If this law is passed, everyone who is found guilty of homosexual activity will be subject to the maximum penalty, the death penalty as it were. Currently, people who have been ‘accused’ of being homosexual have been imprisoned and kept in inhumane conditions.
‘Homosexuality is not natural to Ugandans […] Those that do grave acts will be given the death sentence,’ explained the country’s ethics and integrity minister, Simon Lokodo, to the Thomas Reuters Foundation.
‘A culture which is foreign to us’
This ‘law’ is nothing new and was first initiated five years ago in 2014. But the outcry caused by such a law forced President Yoweri Museveni’s government to abandon the idea, since the international community was strongly condemning Uganda. Several countries such as the United States, Denmark and Sweden put sanctions into place to suspend financial aid that had been allocated to the African country.
But it seems that in 2019, the government is now determined to enact this law and make it a complete violation of their Human Rights Act.

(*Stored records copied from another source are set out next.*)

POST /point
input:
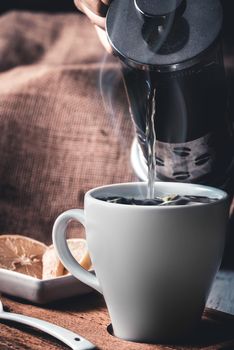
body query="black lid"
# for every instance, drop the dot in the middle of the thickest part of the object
(162, 34)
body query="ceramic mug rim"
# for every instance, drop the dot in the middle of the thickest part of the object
(221, 195)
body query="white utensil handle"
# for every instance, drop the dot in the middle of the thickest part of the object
(75, 341)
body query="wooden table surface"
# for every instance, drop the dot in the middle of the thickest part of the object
(87, 315)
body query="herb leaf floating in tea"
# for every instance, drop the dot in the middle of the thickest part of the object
(173, 199)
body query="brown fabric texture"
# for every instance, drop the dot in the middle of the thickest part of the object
(65, 127)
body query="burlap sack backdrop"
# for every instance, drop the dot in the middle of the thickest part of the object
(57, 138)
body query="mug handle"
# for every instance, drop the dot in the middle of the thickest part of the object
(60, 244)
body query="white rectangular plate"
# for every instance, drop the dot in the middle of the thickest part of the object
(40, 291)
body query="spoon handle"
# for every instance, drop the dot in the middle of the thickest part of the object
(75, 341)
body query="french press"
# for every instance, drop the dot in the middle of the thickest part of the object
(172, 64)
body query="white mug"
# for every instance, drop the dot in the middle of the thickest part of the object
(154, 265)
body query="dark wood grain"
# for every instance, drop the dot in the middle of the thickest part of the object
(88, 316)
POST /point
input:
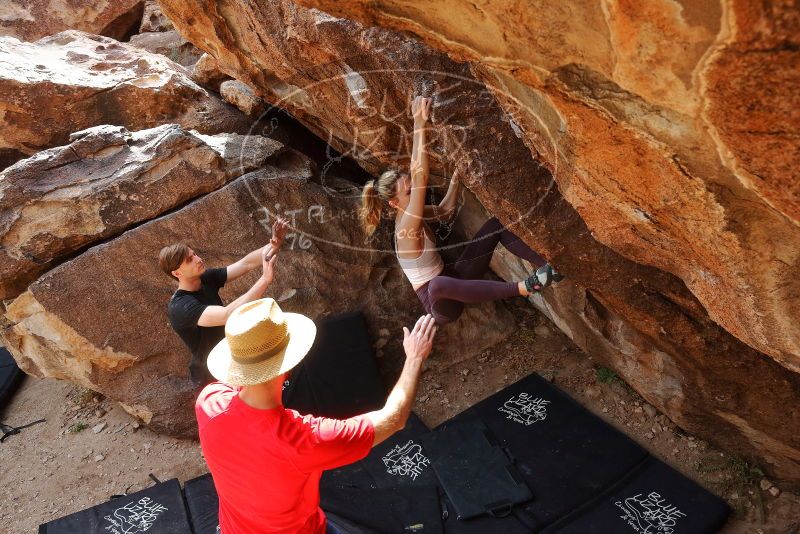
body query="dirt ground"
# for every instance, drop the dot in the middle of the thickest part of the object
(89, 448)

‘We are ready. We don’t like blackmailing. Much as we know that this is going to irritate our supporters in budget and governance, we can’t just bend our heads and bow before people who want to impose a culture which is foreign to us,’ declared minister Simon Lokodo. As a result, it seems Uganda will be ignoring the threats from other countries and international organisations regarding these financial sanctions.
The new ‘Kill the Gays’ law is expected to be put before Parliament in the next few weeks and will be voted on before the end of the year. In Uganda as well as their surrounding countries, LGBT rights organisations are fearing the worst outbursts of violence if the law is eventually passed.